May 29, 2011 Greenhouse Gas Battle Plan Good for Business
Seven western states and four Canadian provinces have joined forces in a plan to limit greenhouse gas emissions. In addition, a host of technology giants are rushing into the worldwide solar play.
In February 2007 California’s Gov. Arnold Schwarzenegger, Oregon’s Gov. Ted Kulongoski and Washington’s Gov. Chris Gregoire formed the Western Climate Initiative. Their mandate was clear: Reduce greenhouse gases.
The Western Climate Initiative includes: British Columbia, Manitoba, Ontario, Quebec, Arizona, Montana, New Mexico and Utah; approximately a quarter of the population of North America or 80 million people.
The backbone of their plan relies on a system of cap and trade. It is a system that was successfully devised and implemented in the early 1990s to combat acid rain around the Great Lakes caused by the pollution generated from coal burning power plants.
The cap and trade system reduces pollution by requiring utility and other companies to meet tough emission standards. Under this system, business that cannot cut their emissions because of cost or technical hurdles would be allowed to buy emission credits from companies that have spent the money to clean-up and lower their emissions.
The forward thinking and clear plan of action by the Western Climate Initiative is encouraging businesses. And businesses create jobs; jobs create community stability; in turn, offering a prosperous future for our children.
Since May 2008, semiconductor giants including: Intel, IBM and National Semiconductor have barreled into the solar sector. Every chipmaker on the globe is now firmly committed to the burgeoning solar energy field, and for a good reason – the sun’s rays are just waiting to be captured and converted into clean energy.
Solar cells, like computer chips, use silicon or another semiconductor as a basic part. By replicating the chip companies high-volume automated manufacturing, the price of solar energy will become competitive with the current carbon-based grid power much quicker than the industry’s current 2010-15 target.
And let’s not forget that the solar figures are based on a coal industry in the U.S. that receives $20 billion in subsidies per annum.
Each chipmaker brings with it exceptional innovations and the race to harness the sun’s energy has now shifted into overdrive.
National Semiconductor is implementing its latest technology that boosts energy output in its solar panels by minimizing losses from shade. This breakthrough came from its expertise in power management in cell phones. This innovation will allow cities like London, Seattle and Vancouver, which contend with prolonged over-cast conditions, to also utilize solar panels.
Applied Materials manufactures enormous glass panels for thin-film solar makers. Production and installation costs of thin-film are much lower than the thicker traditional photovoltaic cells. Incidentally, Applied Materials used the same devices to cut flat-panel television costs. By 2010, Applied Materials projects 25 percent of its revenues or about $2 billion will come from the solar division.

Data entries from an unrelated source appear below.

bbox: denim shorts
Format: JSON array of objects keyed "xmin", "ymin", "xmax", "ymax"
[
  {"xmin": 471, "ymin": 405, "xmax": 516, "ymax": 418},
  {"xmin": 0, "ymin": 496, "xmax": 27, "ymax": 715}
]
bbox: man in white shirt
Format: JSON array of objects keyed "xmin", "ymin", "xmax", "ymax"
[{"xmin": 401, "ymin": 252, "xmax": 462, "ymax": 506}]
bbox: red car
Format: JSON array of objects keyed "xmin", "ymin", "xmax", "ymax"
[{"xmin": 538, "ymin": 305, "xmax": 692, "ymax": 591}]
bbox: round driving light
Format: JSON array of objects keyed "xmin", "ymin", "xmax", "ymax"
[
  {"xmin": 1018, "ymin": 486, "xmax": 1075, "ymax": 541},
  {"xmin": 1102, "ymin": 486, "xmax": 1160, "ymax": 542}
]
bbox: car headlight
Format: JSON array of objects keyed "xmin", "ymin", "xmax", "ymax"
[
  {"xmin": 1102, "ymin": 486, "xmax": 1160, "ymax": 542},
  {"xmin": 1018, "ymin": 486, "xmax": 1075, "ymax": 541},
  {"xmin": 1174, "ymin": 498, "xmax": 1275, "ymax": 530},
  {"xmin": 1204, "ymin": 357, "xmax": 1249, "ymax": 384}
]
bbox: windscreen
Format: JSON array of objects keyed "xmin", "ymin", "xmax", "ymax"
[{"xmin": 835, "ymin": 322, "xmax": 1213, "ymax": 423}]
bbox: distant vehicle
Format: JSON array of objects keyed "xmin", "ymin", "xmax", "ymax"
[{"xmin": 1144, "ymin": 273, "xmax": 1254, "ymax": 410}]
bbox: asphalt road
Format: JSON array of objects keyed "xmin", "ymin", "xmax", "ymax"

Cypress Semiconductor owns 56 percent of SunPower Corporation, which manufactures high-efficiency silicon solar and solar panels – based on an all-back-contact solar cell. SunPower currently holds the world record for practical scale silicon solar cell efficiency of 23.4 percent, recorded in May 2008. This has translated into SunPower churning out 300,000 solar panels a quarter up from one hundred thousand.
The biggest chipmaker in the world is Intel. In June 2008 they spun-off their fledgling solar unit but two weeks later invested $40 million in a German solar panel maker Sulfurcell.
IBM’s latest advancement in the solar field is dazzling. A concentrated photovoltaic system magnifies sunlight 10 times, significantly reducing the number of cells needed to generate electricity. A liquid metal absorbs heat so the semiconductor doesn’t melt – a technology IBM developed to cool high-power computer chips.
In addition, IBM has also developed a new technique for thin-film solar – which uses one percent of the semiconductor in standard panels – to cut costs and boost efficiency.
The next ten years will bring the most exciting technological innovations in the history of our species as we begin to follow Nature’s blueprint, harvest the sun, wind, waves and tides and move beyond fossil fuels.